Choosing a distillation layer deep in the network causes the Stained Glass Transform to train too slowly, but model performance is largely unaffected. Deeper distillation layers could require higher alpha. Increase alpha and retrain.
Loss used to train base model, using base model outputs, does not work with composite distillation loss. Composite distillation loss uses a loss function comparing the activations of a chosen "distillation layer" in the base model with and without transformed inputs. Base model outputs are not considered, and may not even be calculated. Use a loss function that compares the activations of the chosen distillation layer. One example which often works well in practice, is a scaled "vector cosine distance" between the input tensors, equivalent to 1-normalized_cosine_similarity.
Model loss distillation diverges (or converges to a maximum, if bounded from above) within a few batches (often within one batch). The model loss distillation criterion function is formulated incorrectly. The model loss distillation criterion function should be at a minimum (and loss == 0) when its two input tensors are identical. Additionally, if the loss function is bounded from above, its maximum/supremum should correspond to when the two input tensors are as dissimilar as possible. One example which often works well in practice, is a scaled "vector cosine distance" between the input tensors, equivalent to 1-normalized_cosine_similarity.
Model loss distillation diverges (or converges to a maximum, if bounded from above) with a few batches (often within one batch). Numerical precision issues in the model loss criterion function cause vanishing or exploding gradients in the Stained Glass Transform. If calculating the model loss criterion function in bfloat16 or fp16, try instead calculating it in single precision (fp32).
Multiple Stained Glass Transform outputs (for a fixed input) do not vary sufficiently. The transform variance priority (or alpha) is too low. Increase the transform variance priority (and potentially increase alpha) and retrain.
Transformed embeddings do not vary sufficiently from the input embeddings. The transform strength priority (or alpha) is too low. Increase the transform strength priority (and potentially increase alpha) and retrain.
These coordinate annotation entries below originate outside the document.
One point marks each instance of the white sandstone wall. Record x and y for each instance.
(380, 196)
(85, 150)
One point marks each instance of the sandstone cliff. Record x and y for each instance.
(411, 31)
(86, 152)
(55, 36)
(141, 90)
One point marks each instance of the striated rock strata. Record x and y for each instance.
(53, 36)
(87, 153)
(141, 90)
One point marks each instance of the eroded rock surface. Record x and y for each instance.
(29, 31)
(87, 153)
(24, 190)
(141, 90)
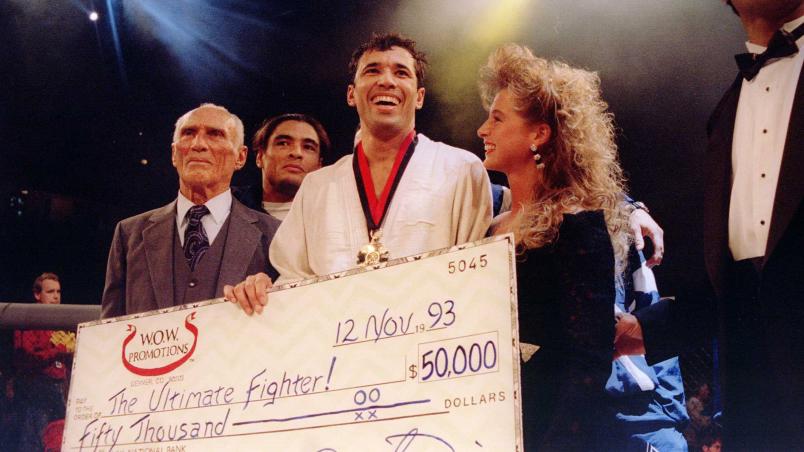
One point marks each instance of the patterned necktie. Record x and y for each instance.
(195, 238)
(782, 44)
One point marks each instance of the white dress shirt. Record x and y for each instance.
(219, 208)
(760, 129)
(278, 210)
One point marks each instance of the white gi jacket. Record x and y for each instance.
(443, 199)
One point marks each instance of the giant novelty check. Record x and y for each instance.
(420, 354)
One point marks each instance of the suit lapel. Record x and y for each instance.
(241, 242)
(789, 188)
(720, 129)
(158, 239)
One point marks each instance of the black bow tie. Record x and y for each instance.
(782, 44)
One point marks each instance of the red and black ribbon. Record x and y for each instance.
(375, 209)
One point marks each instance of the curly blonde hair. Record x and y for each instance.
(581, 171)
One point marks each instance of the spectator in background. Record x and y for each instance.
(288, 147)
(41, 363)
(699, 421)
(710, 439)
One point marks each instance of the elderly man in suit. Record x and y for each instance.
(753, 294)
(189, 249)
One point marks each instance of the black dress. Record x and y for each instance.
(566, 303)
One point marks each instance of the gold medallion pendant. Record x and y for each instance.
(373, 252)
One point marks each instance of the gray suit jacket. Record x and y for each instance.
(139, 274)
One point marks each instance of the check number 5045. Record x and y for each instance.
(463, 265)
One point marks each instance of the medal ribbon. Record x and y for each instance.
(375, 209)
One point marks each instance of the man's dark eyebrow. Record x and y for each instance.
(282, 137)
(216, 129)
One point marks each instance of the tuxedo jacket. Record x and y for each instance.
(139, 273)
(701, 310)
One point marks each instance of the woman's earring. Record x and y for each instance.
(536, 156)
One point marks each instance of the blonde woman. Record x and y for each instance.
(549, 131)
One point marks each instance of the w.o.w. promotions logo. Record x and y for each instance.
(159, 351)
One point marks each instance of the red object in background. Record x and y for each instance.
(52, 436)
(41, 353)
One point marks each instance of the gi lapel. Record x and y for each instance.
(158, 240)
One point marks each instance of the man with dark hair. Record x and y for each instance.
(753, 241)
(189, 249)
(399, 194)
(47, 288)
(287, 147)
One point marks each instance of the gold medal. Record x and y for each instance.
(372, 253)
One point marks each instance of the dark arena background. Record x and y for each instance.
(88, 101)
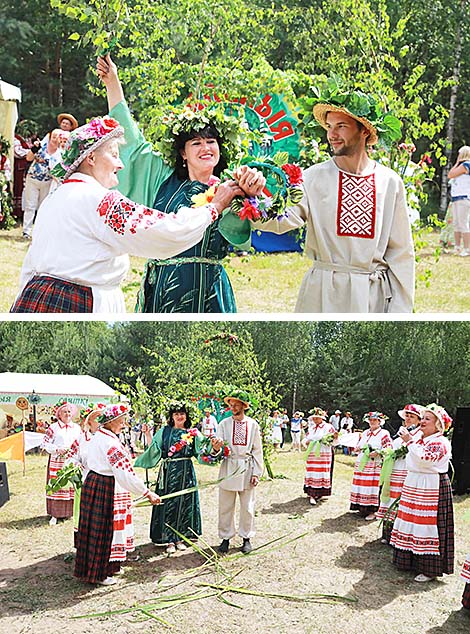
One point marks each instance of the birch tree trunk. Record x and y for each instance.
(452, 105)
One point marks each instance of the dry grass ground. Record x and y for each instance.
(270, 283)
(340, 553)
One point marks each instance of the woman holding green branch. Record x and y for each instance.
(319, 467)
(393, 472)
(365, 485)
(172, 448)
(197, 146)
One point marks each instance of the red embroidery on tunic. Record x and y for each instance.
(240, 433)
(121, 213)
(356, 206)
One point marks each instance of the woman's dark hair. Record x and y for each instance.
(174, 409)
(209, 132)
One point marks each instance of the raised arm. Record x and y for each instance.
(107, 72)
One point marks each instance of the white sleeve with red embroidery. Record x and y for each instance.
(138, 230)
(123, 471)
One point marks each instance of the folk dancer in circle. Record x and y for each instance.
(320, 459)
(172, 449)
(411, 415)
(355, 211)
(365, 485)
(423, 532)
(79, 452)
(241, 470)
(106, 529)
(59, 438)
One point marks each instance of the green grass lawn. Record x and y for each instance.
(269, 283)
(333, 551)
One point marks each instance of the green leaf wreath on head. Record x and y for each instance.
(357, 103)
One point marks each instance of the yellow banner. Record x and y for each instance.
(12, 448)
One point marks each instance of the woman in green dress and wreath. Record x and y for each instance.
(173, 448)
(197, 146)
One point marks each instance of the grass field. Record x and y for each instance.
(269, 283)
(337, 553)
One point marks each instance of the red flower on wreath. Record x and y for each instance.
(294, 173)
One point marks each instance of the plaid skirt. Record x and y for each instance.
(320, 492)
(434, 565)
(46, 294)
(466, 596)
(95, 529)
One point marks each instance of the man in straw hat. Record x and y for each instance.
(241, 435)
(86, 230)
(358, 231)
(106, 507)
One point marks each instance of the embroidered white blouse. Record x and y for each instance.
(358, 238)
(107, 456)
(84, 234)
(246, 453)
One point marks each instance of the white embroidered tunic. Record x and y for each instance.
(107, 456)
(246, 453)
(84, 233)
(358, 238)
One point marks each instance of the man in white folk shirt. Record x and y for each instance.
(354, 208)
(242, 436)
(209, 423)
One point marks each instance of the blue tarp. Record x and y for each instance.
(268, 242)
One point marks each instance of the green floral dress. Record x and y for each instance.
(176, 473)
(194, 281)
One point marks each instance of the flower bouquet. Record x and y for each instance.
(285, 179)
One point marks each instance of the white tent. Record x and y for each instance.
(78, 389)
(9, 97)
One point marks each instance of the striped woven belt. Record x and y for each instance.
(193, 260)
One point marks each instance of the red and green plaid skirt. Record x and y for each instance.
(46, 294)
(466, 596)
(434, 565)
(95, 529)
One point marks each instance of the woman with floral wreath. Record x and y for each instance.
(197, 147)
(365, 486)
(106, 531)
(423, 532)
(172, 448)
(320, 459)
(58, 440)
(391, 488)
Inference using Stained Glass Transform

Large Language Models

Issue Cause Solution
Embeddings passed to the model are not transformed. Stained Glass Transform is not applied to the embeddings. Apply the Stained Glass Transform to the embeddings. We recommend using a StainedGlassTransformForText module for inference.
Generation devolves to nonsense after 1 or 2 tokens. Stained Glass Transform hook was not removed from the Base Model, causing the transform to automatically be re-applied to the input after every new token. We recommend using a StainedGlassTransformForText module for inference.